I don't think that science denialism is the exclusive province of the GOP, but it's extremely disappointing whenever either side does it. As longtime readers known, I have been extremely critical of the attitude that some climate scientists seem to have developed towards dissent, and what you might call the PR aspect of their work. Nonetheless, I am quite convinced that the planet is warming, and fairly convinced that human beings play a role in this. (When you've got Reason's Ron Bailey, Cato's Patrick Michaels, and Jonathan Adler, you've convinced me). I reserve the right to be skeptical about particular claims about effects (particularly when those claims come via people who implausibly insist that every major effect will be negative) . . . and, of course, of ludicrous worries that global warming will cause aliens to destroy us. But generally, I think global warming is happening, and even that we should probably do something about that, though I'm flexible on "something."

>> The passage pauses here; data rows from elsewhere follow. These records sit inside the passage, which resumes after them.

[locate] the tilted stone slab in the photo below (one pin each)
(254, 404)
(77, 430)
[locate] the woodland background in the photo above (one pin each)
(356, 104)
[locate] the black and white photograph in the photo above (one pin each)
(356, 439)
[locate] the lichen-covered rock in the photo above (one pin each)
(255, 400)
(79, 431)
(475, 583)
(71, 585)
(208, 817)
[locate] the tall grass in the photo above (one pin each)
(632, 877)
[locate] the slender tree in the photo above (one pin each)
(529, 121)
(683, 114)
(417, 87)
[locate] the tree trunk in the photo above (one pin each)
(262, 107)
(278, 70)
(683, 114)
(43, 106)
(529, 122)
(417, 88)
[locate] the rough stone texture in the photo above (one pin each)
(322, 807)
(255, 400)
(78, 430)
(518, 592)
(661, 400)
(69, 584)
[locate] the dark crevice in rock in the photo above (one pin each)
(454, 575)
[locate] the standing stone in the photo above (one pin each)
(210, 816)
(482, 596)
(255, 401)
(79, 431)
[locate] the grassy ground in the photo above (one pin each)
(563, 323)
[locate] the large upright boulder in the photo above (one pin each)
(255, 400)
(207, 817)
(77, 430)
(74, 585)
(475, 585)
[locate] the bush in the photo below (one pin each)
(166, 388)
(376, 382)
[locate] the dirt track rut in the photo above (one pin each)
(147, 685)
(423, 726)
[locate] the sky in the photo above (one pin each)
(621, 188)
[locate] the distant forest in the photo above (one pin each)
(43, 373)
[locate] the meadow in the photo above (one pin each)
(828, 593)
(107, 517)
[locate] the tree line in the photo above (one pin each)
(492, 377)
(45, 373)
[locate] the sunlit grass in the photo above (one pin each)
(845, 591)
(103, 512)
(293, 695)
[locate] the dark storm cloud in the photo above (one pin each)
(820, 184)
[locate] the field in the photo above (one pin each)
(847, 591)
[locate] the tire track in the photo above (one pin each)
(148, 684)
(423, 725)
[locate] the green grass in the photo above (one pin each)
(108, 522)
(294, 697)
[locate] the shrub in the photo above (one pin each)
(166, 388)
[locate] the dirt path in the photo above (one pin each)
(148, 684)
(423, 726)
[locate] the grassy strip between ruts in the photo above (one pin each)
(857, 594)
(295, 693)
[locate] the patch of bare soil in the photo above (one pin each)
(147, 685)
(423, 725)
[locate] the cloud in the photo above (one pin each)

However. Even if you disagree, it is reprehensible to have a litmus test around empirical matters of fact. (I'm not a fan of litmus tests in general, but I suppose it's fair enough to say "If you want marginal tax rates of 70% on the wealthy, you don't belong in today's GOP"). What these Republicans are doing to people like Chris Christie is no better than what Harvard did to Larry Summers when he suggested that it was possible that women had a different IQ distribution than men. Facts are not good or bad; they are correct or incorrect. And a policy based on hysterical refusal to consider all possible facts is neither good, nor correct.

If someone is wrong about the facts, you should explain to them, calmly and concisely, why they are wrong. If it's really that obvious, it shouldn't be hard to convince them.

When people start trying to expel heretics because of disagreements over facts, it suggests that they suspect--even know--that the facts are not on their side. Which is, frankly, what I tend to think is happening here. If open argument is going to force your ideology to confront umcomfortable facts, you create a closed circle that the facts can't penetrate. If the circle is big enough, the geocentric universe gets a few hundred more years before the defensive perimeter cracks.

Of course, that also means a few hundred years invested in building an institution that cannot survive in a heliocentric solar system.

Maybe the skeptics are right and AGW is minor, or not happening at all. But on the off chance that they're wrong, the GOP needs to be the sort of pluralistic body that can survive and thrive on a steady diet of accurate data--no matter what those data say.